Comments (10) Trackbacks (0)
  1. PsychoJosh
    8:03 pm on September 8th, 2009

    This is never going to happen. It’s statistically impossible. Given the age of the universe, if it hasn’t happened by now, it never will.

  2. patrickardahalian
    8:16 pm on September 8th, 2009

    what the hell are you guys talking about? and gimme some of what you are smoking too LooooL

  3. snowman555555
    8:40 pm on September 8th, 2009

    The vacuum decay theory is only a weird implication of the quantum physics theory. We know today that the quantum theory is only an approximation of our universe and is not able to fully describe it. Its application sometimes results in unsolvable and illogical paradoxes. The vacuum decay theory is one of these phenomena. It is expected that new quantum gravity theory (M-theory perhaps?) will solve these paradoxes and there’ll be no room for the vacuum decay theory.

  4. maltrizek
    9:21 pm on September 8th, 2009

    Vacuum decay is actually as common as your beer freezing instantly when you put it carefully in the freezer and then bump it, phase transitions, both quantum and classical happen all the time. There are both mundane and exotic applications of these phase transitions theories, the mundane ones are most certainly observable.

  5. Thomasfyren2
    9:57 pm on September 8th, 2009

    This kind of stuff seems very threatening and overwhelming first time you hear of it, but if you sit down and think a little, things don’t look that bleak anyway. There are far greater threats to us right now, like pollution and terrorism.I felt a glimpse of my own mortallity when i first saw this, but i turned it into something positive by discovering how much my loved ones actually means to me, and realized how much i want to and can do with my life.

  6. GreyZone7
    10:48 pm on September 8th, 2009

    You are surely right that this is the last thing we, with our puny lifespans, need to worry about. But in theory, such an event could have already happend Thousand of Millions of years ago. Since its propagating with lightspeed, it depends whether it happend within the observable (for us) universe, or outside. Due to inflation and expansion, certain regions may never be reached by such an event.

  7. Thomasfyren2
    11:02 pm on September 8th, 2009

    And recently, astronomers have witnessed 2 supermassive black holes fusing together in a collision between 2 galaxies. The impact created a gravitational wave of such power, that this new hole was kicked out of the new galaxy. If we try imagining how much energy there was involved in this process, we would probably just become dizzy. Yet it was still not enough to spark a metastability event.

  8. Thomasfyren2
    12:01 am on September 9th, 2009

    If a bubble of lower energy is to be nucleated, you will have gather an enourmous amount of energy in a very tiny place.We don’t know how much, nut we can conclude that nothing has sufficed thus far, otherwise we would not be here.Just think of a supermassive black hole. A mass thousand times that of our sun bunched up in a single point, that’s a lot in a tiny place. Yet that was not enough to nucleate a bubble of lower energy.

  9. Thomasfyren2
    12:10 am on September 9th, 2009

    Thus far we cannot know if we do actually live in a false vacuum.
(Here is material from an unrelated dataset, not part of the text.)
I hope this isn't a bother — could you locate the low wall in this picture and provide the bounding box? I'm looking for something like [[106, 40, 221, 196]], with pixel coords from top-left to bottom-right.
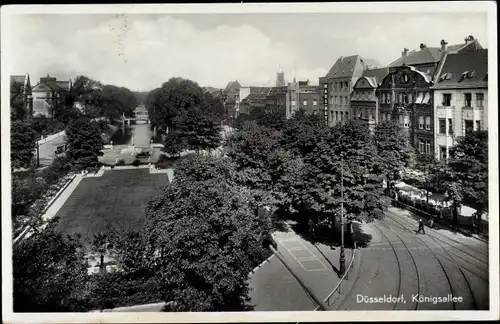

It is a possibility which scientists are definately going to explore.Is a decay going to happen in our lifetime? No.Some scientists say that it is a possibilty, but they say that no matter how slim the chance is. As a scientist if it is possible for you to win the grand price in 10 different kinds of lottery every week for the next 20 years, and he will say yes.The possibility exists, but is it going to happen? No.

  10. GreyZone7
    12:54 am on September 9th, 2009

    Look at Wiki False vacuum”The possibility that we are living in a false vacuum has been considered. If a bubble of lower energy vacuum were nucleated, it would approach at nearly the speed of light and destroy the Earth instantaneously, without any forewarning.”